What any of this means for translating timepoints in mouse experiments into humans remains to be seen. Sonia and I have argued before that there are two patient populations in human prion disease [Vallabh 2020]. Symptomatic patients tend to be diagnosed only after profound dementia and readily observable symptoms, at which point all manner of biomarkers of disease are also wildly elevated. Pre-symptomatic patients at genetic risk, on the other hand, are cross-sectionally almost all completely normal, with no symptoms nor any biomarker evidence of pathology [Vallabh 2019]. These folks may not even be at the equivalent of mouse 0 dpi — the first prion may not have formed yet. Thus, the time from about 60 to 120 dpi in a mouse, when pathology is detectable but symptoms are not, may actually correspond to a disease stage that in humans is very brief, such that relatively few patients are in this state at any given time.
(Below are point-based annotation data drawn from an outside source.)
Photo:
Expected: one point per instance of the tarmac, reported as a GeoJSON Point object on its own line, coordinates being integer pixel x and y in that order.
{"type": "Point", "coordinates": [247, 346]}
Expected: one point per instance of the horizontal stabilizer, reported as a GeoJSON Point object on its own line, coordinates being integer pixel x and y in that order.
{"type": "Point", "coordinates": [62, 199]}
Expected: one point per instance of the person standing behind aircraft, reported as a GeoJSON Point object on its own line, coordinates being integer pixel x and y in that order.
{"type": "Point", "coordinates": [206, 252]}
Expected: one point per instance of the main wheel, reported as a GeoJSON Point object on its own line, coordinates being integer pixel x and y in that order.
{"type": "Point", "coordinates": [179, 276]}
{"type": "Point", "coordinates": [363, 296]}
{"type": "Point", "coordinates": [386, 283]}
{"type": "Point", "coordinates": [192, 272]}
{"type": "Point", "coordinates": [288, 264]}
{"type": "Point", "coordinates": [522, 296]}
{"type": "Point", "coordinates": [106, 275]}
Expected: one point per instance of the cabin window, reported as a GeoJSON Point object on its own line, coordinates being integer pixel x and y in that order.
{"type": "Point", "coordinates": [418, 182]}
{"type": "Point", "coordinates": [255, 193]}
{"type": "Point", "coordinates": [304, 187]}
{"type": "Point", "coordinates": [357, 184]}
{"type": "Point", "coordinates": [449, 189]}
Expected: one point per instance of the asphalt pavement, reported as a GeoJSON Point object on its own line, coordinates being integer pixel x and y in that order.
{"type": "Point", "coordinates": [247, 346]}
Overall, has the picture of prion disease in mice changed? Yes and no. Decades ago, someone studying prion disease in mice could have told you that symptoms are observable around maybe 120 or 130 dpi, but that if you are willing to cut their brains open and if you know what to look for, you can see pathological changes starting maybe as early as 56 dpi [Diedrich 1991]. In that sense, our view of the basic kinetics of prion disease has not changed. However, new molecular methods such as plasma NfL measurement and brain RNA-seq have brought some changes that I believe are real and meaningful. First, we can now see some of those pathological changes in live animals and track their progression in real time. Second, we can get molecular resolution — rather than just saying we see astrocytosis, we can point to specific astrocytic genes that are upregulated, and this may in turn lead to translatable biomarkers down the road. Third, while we might not see pathological changes any earlier than we did before, we can see more and different pathological changes. So whereas the old thinking was that astrogliosis begins early but neuronal damage occurs late, new methods show us changes in neuronal gene expression and evidence of neuronal damage quite early on as well. That may change how we think about the phases of disease.